Technology boost for SA’s recycling sector
INNOVATIVE technology to track, trace and record the trading in recyclable materials is being rolled out across South Africa. The move is set to empower recycling SMMEs, strengthen the value chain and promote the economic inclusion of the informal sector.
An innovative digital platform called BanQu will help buy-back centres accurately record and track their recycling transactions with waste pickers – as well as trace the origins of the recycling – while providing a real-time business management tool enabling them to better understand and manage their businesses.
South Africa’s PET plastic producer responsibility organisation (PRO), PETCO, is driving the rollout of the BanQu technology in a project called Up, which commenced in 2021 and is funded by The Coca-Cola Foundation.

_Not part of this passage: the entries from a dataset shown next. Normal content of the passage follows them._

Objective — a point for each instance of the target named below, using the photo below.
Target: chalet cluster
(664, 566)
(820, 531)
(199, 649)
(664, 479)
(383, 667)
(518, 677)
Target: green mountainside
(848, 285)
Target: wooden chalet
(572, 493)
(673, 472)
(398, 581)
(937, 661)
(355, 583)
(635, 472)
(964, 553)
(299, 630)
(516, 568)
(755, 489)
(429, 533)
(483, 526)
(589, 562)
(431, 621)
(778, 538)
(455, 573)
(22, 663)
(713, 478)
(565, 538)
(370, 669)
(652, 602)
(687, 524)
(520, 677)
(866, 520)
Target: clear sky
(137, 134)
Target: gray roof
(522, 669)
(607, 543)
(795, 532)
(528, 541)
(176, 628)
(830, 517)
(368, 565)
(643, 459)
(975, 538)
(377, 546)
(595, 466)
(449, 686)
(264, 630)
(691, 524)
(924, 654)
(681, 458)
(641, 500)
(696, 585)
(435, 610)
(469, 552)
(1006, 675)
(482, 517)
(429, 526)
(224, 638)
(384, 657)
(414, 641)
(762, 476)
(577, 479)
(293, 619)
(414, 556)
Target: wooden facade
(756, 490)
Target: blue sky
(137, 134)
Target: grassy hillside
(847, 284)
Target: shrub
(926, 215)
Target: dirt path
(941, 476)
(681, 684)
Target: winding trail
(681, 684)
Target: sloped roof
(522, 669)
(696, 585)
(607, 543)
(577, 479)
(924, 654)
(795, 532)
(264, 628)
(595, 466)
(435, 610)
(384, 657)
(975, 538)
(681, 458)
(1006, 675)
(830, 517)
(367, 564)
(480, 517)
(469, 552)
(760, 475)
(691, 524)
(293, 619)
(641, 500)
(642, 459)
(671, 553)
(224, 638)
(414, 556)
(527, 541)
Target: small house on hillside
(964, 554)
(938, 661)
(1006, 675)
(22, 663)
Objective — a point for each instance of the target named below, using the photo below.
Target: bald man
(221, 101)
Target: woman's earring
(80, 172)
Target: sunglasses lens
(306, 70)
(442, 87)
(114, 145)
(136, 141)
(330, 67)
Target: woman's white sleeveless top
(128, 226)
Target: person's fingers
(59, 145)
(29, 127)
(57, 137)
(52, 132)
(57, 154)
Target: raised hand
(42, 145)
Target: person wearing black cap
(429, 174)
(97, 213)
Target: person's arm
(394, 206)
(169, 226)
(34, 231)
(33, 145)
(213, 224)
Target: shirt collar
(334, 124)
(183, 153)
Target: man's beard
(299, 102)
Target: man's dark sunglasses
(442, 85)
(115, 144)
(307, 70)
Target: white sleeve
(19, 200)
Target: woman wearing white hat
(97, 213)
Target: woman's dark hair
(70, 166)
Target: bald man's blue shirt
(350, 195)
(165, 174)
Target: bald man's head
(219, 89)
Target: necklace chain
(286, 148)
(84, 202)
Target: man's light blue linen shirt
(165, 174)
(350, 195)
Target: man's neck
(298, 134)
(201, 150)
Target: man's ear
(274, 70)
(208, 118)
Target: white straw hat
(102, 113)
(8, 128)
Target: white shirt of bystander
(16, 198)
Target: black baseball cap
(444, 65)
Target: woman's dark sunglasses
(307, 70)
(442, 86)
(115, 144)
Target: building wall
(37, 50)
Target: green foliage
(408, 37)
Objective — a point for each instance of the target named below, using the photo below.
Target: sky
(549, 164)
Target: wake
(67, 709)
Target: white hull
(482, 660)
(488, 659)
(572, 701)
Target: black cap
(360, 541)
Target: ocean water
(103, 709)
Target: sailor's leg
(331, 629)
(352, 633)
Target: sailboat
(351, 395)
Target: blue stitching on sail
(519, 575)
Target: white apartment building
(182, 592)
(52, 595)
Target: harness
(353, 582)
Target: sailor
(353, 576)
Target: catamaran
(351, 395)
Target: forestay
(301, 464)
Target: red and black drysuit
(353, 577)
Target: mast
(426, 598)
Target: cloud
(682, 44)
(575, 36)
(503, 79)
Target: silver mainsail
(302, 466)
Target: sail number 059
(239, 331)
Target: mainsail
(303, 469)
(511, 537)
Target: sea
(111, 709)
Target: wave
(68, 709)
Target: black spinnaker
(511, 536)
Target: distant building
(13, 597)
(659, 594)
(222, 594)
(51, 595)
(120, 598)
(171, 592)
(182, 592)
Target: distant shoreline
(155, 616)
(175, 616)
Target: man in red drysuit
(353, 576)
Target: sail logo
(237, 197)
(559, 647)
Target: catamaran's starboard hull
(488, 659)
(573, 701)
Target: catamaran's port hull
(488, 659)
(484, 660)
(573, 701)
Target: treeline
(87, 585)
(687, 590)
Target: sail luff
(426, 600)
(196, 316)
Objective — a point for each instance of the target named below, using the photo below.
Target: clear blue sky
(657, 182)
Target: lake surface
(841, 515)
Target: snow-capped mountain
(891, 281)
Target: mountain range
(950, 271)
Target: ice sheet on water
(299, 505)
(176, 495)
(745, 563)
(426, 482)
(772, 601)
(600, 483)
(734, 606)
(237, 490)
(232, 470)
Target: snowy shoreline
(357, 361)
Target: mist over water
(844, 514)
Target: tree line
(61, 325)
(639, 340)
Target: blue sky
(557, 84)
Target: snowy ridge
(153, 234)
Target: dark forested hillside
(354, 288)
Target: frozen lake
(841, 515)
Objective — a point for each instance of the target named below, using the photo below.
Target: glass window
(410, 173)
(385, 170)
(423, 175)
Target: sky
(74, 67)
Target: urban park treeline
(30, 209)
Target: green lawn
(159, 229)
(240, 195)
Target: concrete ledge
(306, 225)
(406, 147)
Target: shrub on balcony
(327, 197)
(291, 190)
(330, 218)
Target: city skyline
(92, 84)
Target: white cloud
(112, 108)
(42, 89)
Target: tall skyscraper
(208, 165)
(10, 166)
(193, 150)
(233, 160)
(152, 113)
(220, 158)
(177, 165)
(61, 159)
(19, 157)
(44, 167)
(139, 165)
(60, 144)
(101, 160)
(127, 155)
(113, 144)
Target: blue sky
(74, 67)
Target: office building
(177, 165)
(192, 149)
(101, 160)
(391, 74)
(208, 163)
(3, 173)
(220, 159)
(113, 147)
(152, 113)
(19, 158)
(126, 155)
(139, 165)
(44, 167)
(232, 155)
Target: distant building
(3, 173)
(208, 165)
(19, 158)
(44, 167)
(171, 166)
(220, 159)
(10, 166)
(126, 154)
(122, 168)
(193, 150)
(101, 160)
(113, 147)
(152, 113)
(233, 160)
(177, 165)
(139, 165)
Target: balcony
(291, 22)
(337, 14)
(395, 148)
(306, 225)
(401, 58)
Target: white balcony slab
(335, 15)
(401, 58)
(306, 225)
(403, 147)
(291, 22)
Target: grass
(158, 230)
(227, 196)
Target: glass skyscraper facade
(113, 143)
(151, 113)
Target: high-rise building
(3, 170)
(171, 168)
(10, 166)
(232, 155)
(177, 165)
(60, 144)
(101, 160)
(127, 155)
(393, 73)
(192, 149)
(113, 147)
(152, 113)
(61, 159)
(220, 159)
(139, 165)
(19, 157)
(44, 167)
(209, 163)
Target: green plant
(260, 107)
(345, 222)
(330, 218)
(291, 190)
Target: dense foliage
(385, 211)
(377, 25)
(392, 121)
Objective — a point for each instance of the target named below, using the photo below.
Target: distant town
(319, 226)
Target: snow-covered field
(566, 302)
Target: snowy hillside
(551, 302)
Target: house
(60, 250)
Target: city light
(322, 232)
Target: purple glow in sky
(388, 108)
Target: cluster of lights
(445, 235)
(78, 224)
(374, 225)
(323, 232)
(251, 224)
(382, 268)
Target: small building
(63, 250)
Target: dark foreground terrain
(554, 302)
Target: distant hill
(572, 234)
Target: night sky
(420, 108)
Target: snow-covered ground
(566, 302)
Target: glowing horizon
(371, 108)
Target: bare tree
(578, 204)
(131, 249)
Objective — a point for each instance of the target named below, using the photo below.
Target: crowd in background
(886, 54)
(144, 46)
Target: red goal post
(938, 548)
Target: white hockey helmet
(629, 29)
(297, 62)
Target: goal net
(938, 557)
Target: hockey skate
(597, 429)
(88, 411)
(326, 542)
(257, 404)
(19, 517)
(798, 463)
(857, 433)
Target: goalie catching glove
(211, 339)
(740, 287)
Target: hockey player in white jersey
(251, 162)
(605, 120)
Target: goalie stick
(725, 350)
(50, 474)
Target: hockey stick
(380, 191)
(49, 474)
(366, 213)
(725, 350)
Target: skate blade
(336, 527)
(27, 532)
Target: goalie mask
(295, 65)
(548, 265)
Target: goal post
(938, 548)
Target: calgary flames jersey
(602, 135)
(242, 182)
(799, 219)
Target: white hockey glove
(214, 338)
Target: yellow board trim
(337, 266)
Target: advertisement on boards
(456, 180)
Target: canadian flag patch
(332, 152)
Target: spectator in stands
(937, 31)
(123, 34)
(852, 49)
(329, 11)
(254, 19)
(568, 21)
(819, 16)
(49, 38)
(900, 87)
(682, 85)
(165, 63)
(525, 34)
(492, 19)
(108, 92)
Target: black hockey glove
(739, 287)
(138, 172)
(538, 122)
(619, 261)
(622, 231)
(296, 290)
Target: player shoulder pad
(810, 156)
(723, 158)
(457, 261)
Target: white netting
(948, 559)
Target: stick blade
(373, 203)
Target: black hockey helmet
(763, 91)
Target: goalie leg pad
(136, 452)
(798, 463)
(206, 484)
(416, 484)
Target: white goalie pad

Over the next year, the system will be rolled out to 100 buy-back centres identified by PETCO across the country, with 10 centres in Gauteng, Limpopo and the Western and Eastern Cape who are live and transacting on the system so far.
Once registered on the BanQu system, the buy-back centres can capture the quantity of recyclable material bought from waste pickers, as well as the price paid for it and where it was collected. This allows buy-back centres to know the quantity of all materials within their centres at any given time. The waste pickers, in turn, receive an SMS receipt for each transaction and can keep track digitally of their income earned through sales to various buy-back centres.
To date the 10 live centres have registered over 1 400 waste pickers on the BanQu system, and more than 2 350 tons of recyclable material worth more than R5.7 million have been recorded.
Another advantage of the system is that if, for example, there is a sudden decline in the number of boxes that are usually brought in, the buy-back centre can compare the numbers at a glance and try to establish what might have changed.
PETCO CEO Cheri Scholtz that because informal waste collection was based largely on cash transactions, the majority of the estimated 52 000 waste pickers in South Africa typically had no record of their earnings and so remained largely unbanked and unable to access the kinds of services available to those who were self-employed or had a record of employment in the formal sector.
The benefit of the technology was that both waste pickers and buy-back centres were able to build up permanent digital financial records, which could be used to access credit to grow their businesses.
BanQu founder and CEO Ashish Gadnis said BanQu used secure blockchain technology to track and trace recycled material across the recycling value chain, ensuring price transparency for both buyers and sellers.